カナダ東部、ハリファックスのセント・メアリーズ大学3回生。同大学が所属する「AUS」リーグで優勝、地区優勝の8チームで争う全国大学大会でベスト4。チームメイトはみなカナダ人。身長170センチの小林さんはチームでは小柄で、ボールを運び、試合をつくるポイントガードのポジション。コート全体を見渡す、バスケットIQの高さ、特に危機を未然に摘み取る守備力が評価され、スターティングメンバーに名を連ねる。「カナダ人選手は大きく、身体能力が高い。足の速さを含む素早さ、技術は日本人が高く、日本人選手が来れば活躍できる」とみている。
◆唯一の日本人
リーグに日本人はいない。

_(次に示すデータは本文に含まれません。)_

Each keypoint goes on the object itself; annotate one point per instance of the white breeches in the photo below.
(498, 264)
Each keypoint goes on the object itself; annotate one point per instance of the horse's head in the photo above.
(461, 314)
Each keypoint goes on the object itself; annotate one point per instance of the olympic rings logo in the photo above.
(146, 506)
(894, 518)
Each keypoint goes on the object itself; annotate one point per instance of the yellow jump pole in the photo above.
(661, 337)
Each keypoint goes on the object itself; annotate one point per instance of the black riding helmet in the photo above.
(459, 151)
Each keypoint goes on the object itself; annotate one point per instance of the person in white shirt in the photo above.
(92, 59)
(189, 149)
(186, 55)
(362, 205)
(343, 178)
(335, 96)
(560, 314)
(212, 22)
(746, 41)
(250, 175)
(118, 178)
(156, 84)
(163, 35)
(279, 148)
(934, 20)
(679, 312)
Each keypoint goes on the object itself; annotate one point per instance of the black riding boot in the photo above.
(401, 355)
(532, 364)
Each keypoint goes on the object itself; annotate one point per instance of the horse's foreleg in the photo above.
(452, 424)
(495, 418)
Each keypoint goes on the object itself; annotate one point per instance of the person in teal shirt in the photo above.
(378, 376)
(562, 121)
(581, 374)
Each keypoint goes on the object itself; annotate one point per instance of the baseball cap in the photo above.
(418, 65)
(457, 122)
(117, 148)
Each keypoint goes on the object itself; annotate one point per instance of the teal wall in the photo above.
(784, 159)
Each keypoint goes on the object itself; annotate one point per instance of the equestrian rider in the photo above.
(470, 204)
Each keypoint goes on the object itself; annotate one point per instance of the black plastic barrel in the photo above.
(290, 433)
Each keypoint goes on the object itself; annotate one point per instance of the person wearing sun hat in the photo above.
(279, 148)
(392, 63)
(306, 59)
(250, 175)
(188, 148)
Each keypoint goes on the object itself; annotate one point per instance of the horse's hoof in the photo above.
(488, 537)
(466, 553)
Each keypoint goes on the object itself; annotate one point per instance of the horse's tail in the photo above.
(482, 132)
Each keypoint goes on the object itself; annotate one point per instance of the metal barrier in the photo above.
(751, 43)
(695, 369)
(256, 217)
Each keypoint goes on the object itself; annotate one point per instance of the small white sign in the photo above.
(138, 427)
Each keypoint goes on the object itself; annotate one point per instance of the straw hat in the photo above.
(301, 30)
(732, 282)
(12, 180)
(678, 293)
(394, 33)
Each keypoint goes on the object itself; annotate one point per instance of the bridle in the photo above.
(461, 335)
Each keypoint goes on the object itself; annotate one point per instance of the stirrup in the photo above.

「アジア人選手も見たことがない」(小林さん)ぐらい希少な存在。その活躍から、現地メディアをにぎわせている。バスケが国民的人気スポーツのカナダでは、地区リーグから全試合中継があり、大学構内や街で、知らない人から「ハーイ、アキ」と声をかけられる、ちょっとした有名人になっている。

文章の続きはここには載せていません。